Increased expression of vascular endothelial growth factor-C and vascular endothelial growth factor receptor-3 after pilocarpine-induced status epilepticus in mice
10.4196/kjpp.2019.23.4.281
- Author:
Kyung Ok CHO
1
;
Joo Youn KIM
;
Kyoung Hoon JEONG
;
Mun Yong LEE
;
Seong Yun KIM
Author Information
1. Department of Pharmacology, College of Medicine, The Catholic University of Korea, Seoul 06591, Korea. syk@catholic.ac.kr
- Publication Type:Original Article
- Keywords:
Hippocampus;
Mouse;
Vascular endothelial growth factor-C;
Vascular endothelial growth factor receptor-3;
Status epilepticus
- MeSH:
Adult;
Animals;
Astrocytes;
Brain;
Embryonic Structures;
Epilepsy;
Epilepsy, Temporal Lobe;
Hippocampus;
Humans;
Immunohistochemistry;
Lymphangiogenesis;
Mice;
Microglia;
Pyramidal Cells;
Receptors, Vascular Endothelial Growth Factor;
Seizures;
Status Epilepticus;
Vascular Endothelial Growth Factor A;
Vascular Endothelial Growth Factor C;
Vascular Endothelial Growth Factor Receptor-3
- From:The Korean Journal of Physiology and Pharmacology
2019;23(4):281-289
- CountryRepublic of Korea
- Language:English
-
Abstract:
Vascular endothelial growth factor (VEGF)-C and its receptor, vascular endothelial growth factor receptor (VEGFR)-3, are responsible for lymphangiogenesis in both embryos and adults.

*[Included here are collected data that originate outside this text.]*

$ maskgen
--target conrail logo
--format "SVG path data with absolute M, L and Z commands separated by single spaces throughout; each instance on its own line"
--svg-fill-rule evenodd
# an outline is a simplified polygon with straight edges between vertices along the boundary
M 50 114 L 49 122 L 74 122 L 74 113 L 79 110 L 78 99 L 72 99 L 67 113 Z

In epilepsy, the expression of VEGF-C and VEGFR-3 was significantly upregulated in the human brains affected with temporal lobe epilepsy. Moreover, pharmacologic inhibition of VEGF receptors after acute seizures could suppress the generation of spontaneous recurrent seizures, suggesting a critical role of VEGF-related signaling in epilepsy. Therefore, in the present study, the spatiotemporal expression of VEGF-C and VEGFR-3 against pilocarpine-induced status epilepticus (SE) was investigated in C57BL/6N mice using immunohistochemistry. At 1 day after SE, hippocampal astrocytes and microglia were activated. Pyramidal neuronal death was observed at 4 days after SE. In the subpyramidal zone, VEGF-C expression gradually increased and peaked at 7 days after SE, while VEGFR-3 was significantly upregulated at 4 days after SE and began to decrease at 7 days after SE. Most VEGF-C/VEGFR-3-expressing cells were pyramidal neurons, but VEGF-C was also observed in some astrocytes in sham-manipulated animals. However, at 4 days and 7 days after SE, both VEGFR-3 and VEGF-C immunoreactivities were observed mainly in astrocytes and in some microglia of the stratum radiatum and lacunosum-moleculare of the hippocampus, respectively. These data indicate that VEGF-C and VEGFR-3 can be upregulated in hippocampal astrocytes and microglia after pilocarpine-induced SE, providing basic information about VEGF-C and VEGFR-3 expression patterns following acute seizures.